Winn-Dixie Stores agrees to class action settlement

A law office recently explained that a retail chain came to an agreement with its shareholders to settle a securities class action lawsuit.

Robbins Geller Rudman and Dowd, LLP, noted that a class action settlement was reached between Winn-Dixie Stores, Inc., and its shareholders related to the litigation that was filed after the company agreed to a merger with BI-LO, LLC. The settlement, if approved, would offer shareholders a cash payment or an appraisal determination.

The initial deal would have shareholders earn $9.50 per share of stock owned in Winn-Dixie Stores. However, this may not have been high enough. With this settlement, the company's leaders will admit no wrongdoing.

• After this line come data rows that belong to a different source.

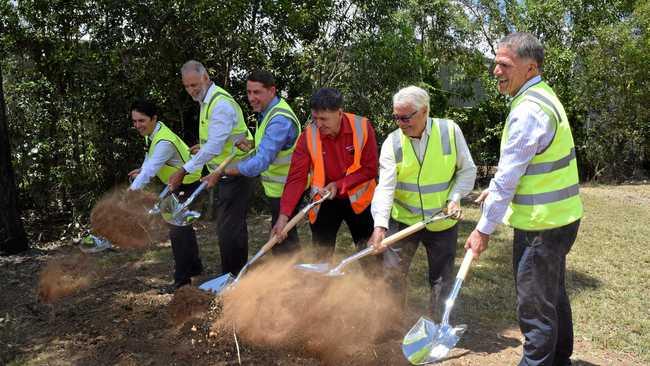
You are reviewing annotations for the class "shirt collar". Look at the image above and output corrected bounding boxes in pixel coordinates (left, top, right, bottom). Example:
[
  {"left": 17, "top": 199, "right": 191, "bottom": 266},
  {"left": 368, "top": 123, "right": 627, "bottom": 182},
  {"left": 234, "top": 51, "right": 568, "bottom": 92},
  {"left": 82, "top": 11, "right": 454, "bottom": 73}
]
[
  {"left": 260, "top": 96, "right": 280, "bottom": 121},
  {"left": 339, "top": 113, "right": 352, "bottom": 134},
  {"left": 512, "top": 75, "right": 542, "bottom": 99},
  {"left": 201, "top": 82, "right": 217, "bottom": 104},
  {"left": 408, "top": 117, "right": 431, "bottom": 140},
  {"left": 144, "top": 121, "right": 161, "bottom": 145}
]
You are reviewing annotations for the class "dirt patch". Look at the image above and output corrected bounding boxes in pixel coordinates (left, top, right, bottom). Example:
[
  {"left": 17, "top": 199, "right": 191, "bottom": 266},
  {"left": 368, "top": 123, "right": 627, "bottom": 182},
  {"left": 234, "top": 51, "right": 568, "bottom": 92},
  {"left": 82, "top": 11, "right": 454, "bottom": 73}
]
[
  {"left": 90, "top": 188, "right": 165, "bottom": 249},
  {"left": 215, "top": 260, "right": 401, "bottom": 364},
  {"left": 167, "top": 286, "right": 215, "bottom": 326},
  {"left": 38, "top": 254, "right": 95, "bottom": 303}
]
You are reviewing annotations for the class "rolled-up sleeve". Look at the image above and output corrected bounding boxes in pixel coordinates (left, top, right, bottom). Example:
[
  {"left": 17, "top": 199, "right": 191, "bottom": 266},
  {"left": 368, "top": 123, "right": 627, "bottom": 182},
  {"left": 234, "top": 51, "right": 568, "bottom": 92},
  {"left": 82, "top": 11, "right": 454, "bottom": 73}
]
[
  {"left": 448, "top": 123, "right": 476, "bottom": 202},
  {"left": 238, "top": 115, "right": 296, "bottom": 177},
  {"left": 370, "top": 135, "right": 397, "bottom": 229}
]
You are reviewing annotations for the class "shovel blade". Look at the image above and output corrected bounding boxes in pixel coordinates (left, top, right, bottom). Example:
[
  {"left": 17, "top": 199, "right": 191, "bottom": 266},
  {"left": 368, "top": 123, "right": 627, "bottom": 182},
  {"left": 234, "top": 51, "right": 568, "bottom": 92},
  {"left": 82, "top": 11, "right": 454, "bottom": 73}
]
[
  {"left": 293, "top": 263, "right": 330, "bottom": 274},
  {"left": 199, "top": 273, "right": 235, "bottom": 295},
  {"left": 402, "top": 317, "right": 467, "bottom": 365}
]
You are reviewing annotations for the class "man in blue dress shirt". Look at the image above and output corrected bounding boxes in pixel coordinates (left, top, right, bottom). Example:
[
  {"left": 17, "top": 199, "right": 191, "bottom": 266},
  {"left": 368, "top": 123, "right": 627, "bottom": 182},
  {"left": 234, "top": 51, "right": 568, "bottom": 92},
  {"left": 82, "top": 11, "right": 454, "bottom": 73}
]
[{"left": 207, "top": 70, "right": 300, "bottom": 254}]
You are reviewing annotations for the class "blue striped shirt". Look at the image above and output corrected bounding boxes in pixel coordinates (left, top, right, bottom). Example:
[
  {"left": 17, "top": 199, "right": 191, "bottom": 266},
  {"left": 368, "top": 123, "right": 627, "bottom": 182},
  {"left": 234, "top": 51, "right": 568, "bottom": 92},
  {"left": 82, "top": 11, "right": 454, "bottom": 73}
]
[{"left": 476, "top": 76, "right": 555, "bottom": 235}]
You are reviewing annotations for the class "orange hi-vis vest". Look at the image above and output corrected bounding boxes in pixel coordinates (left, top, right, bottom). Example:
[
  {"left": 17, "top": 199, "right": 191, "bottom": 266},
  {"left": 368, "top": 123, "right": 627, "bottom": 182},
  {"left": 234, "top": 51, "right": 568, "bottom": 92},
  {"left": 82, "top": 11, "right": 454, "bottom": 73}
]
[{"left": 305, "top": 113, "right": 377, "bottom": 224}]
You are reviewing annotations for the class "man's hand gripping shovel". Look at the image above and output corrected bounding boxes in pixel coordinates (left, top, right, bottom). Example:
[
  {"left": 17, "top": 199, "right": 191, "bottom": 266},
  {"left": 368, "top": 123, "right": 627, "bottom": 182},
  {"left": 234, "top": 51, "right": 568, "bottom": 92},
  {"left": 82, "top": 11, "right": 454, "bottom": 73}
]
[
  {"left": 149, "top": 154, "right": 235, "bottom": 226},
  {"left": 199, "top": 192, "right": 330, "bottom": 295},
  {"left": 294, "top": 210, "right": 461, "bottom": 277}
]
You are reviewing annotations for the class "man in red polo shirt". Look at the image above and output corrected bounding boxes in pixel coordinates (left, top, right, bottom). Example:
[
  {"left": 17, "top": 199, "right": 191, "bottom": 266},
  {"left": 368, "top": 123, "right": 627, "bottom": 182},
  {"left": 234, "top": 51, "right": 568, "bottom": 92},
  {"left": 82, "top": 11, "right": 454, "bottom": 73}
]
[{"left": 272, "top": 88, "right": 378, "bottom": 259}]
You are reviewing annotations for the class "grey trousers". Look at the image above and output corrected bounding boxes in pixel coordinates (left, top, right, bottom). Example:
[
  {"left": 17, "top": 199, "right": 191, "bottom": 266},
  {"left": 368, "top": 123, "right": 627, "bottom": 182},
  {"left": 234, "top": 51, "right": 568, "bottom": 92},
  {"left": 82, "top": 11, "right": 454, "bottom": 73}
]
[
  {"left": 512, "top": 220, "right": 580, "bottom": 366},
  {"left": 384, "top": 219, "right": 458, "bottom": 319}
]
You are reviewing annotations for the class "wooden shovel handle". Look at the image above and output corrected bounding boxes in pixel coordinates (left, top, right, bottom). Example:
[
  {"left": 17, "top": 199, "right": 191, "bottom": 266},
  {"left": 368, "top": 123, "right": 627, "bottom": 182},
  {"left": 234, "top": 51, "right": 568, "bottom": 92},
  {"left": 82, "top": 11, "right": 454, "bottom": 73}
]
[
  {"left": 381, "top": 221, "right": 427, "bottom": 247},
  {"left": 260, "top": 206, "right": 307, "bottom": 253},
  {"left": 212, "top": 154, "right": 235, "bottom": 175}
]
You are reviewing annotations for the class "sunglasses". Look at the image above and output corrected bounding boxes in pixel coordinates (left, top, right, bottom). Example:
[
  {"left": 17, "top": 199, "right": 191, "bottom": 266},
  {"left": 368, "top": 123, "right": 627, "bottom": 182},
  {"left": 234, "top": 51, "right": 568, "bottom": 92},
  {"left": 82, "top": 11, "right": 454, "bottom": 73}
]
[{"left": 393, "top": 110, "right": 418, "bottom": 122}]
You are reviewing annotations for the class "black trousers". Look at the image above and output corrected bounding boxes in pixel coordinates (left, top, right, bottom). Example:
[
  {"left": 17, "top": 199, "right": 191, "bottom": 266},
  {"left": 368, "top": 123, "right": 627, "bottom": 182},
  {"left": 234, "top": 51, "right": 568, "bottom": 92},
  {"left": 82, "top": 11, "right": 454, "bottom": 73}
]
[
  {"left": 268, "top": 197, "right": 302, "bottom": 255},
  {"left": 310, "top": 198, "right": 381, "bottom": 275},
  {"left": 384, "top": 219, "right": 458, "bottom": 321},
  {"left": 168, "top": 182, "right": 203, "bottom": 285},
  {"left": 216, "top": 175, "right": 255, "bottom": 276},
  {"left": 513, "top": 220, "right": 580, "bottom": 366}
]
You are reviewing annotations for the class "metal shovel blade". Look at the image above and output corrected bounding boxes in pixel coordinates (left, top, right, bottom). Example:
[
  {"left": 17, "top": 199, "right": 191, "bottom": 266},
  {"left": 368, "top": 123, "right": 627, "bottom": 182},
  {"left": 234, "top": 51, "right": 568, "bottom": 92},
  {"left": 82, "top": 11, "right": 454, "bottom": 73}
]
[
  {"left": 199, "top": 273, "right": 235, "bottom": 294},
  {"left": 160, "top": 194, "right": 201, "bottom": 226},
  {"left": 293, "top": 263, "right": 330, "bottom": 274},
  {"left": 402, "top": 317, "right": 467, "bottom": 365}
]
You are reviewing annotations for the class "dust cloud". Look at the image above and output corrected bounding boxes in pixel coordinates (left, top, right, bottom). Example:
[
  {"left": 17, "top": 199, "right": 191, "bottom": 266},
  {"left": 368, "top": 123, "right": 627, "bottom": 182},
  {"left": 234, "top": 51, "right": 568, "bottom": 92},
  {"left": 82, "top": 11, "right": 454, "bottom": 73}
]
[
  {"left": 213, "top": 258, "right": 401, "bottom": 363},
  {"left": 38, "top": 254, "right": 96, "bottom": 303},
  {"left": 90, "top": 187, "right": 166, "bottom": 249},
  {"left": 167, "top": 286, "right": 215, "bottom": 326}
]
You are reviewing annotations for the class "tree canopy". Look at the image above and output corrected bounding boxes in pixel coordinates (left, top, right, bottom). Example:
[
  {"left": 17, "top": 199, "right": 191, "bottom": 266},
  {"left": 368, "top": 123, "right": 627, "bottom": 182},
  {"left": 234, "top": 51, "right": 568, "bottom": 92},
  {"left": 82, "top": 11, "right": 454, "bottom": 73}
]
[{"left": 0, "top": 0, "right": 650, "bottom": 220}]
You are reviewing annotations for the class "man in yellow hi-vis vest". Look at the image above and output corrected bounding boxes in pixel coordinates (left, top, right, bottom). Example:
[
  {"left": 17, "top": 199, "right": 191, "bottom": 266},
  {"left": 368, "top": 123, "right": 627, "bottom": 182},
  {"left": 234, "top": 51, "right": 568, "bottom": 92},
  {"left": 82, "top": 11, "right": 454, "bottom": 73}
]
[
  {"left": 169, "top": 60, "right": 254, "bottom": 276},
  {"left": 206, "top": 70, "right": 301, "bottom": 254},
  {"left": 129, "top": 100, "right": 203, "bottom": 292},
  {"left": 369, "top": 86, "right": 476, "bottom": 318},
  {"left": 465, "top": 33, "right": 582, "bottom": 365}
]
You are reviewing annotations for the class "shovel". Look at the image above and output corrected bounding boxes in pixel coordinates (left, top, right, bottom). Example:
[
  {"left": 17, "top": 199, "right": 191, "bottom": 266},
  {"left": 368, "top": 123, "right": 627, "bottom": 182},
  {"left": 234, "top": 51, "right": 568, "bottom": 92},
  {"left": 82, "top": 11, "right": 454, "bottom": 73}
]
[
  {"left": 199, "top": 191, "right": 330, "bottom": 295},
  {"left": 159, "top": 154, "right": 235, "bottom": 226},
  {"left": 294, "top": 211, "right": 460, "bottom": 277},
  {"left": 402, "top": 249, "right": 474, "bottom": 365},
  {"left": 149, "top": 186, "right": 169, "bottom": 215}
]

It is an option to take part in the cash payment, and in order to do this, it is necessary to send in the proof of claim form within 30 days from the effective date. For those interested in the appraisal determination, it is mandatory to send in $1 per share, and fill out and send in the appraisal election form no latter than Oct. 21, 2014.

Any individuals who are not interested in being a part of the settlement need to exclude themselves by Oct. 21, 2014. Those who are objecting some or all of the settlement decision need to voice their concerns by Nov. 5, 2014. It is an option to learn more about the settlement by visiting the shareholders settlement website.

The court will have a final settlement hearing on Dec. 5, 2014, and the judge will determine the details of the case.

Shareholders who are interested in learning more about the settlement have the option to speak with the law office. Cullin O'Brien is the best person to contact, and can be reached by telephone.

Investigation began in 2011
Two law offices started an investigation of the merger agreement between Winn-Dixie Stores and BI-Lo in Dec. 2011.

The Briscoe Law Firm, along with Powers Taylor, LLP, noted that it started seeking answers to shareholders' claims three years ago, due to investors taking issue with the $9.50 in cash per share agreed in the deal. The reason for the issues was due to the target price of shares being $11, as one analyst measured it.

This merger had a total value of close to $560 million, and shareholders may not have been given enough money in the deal.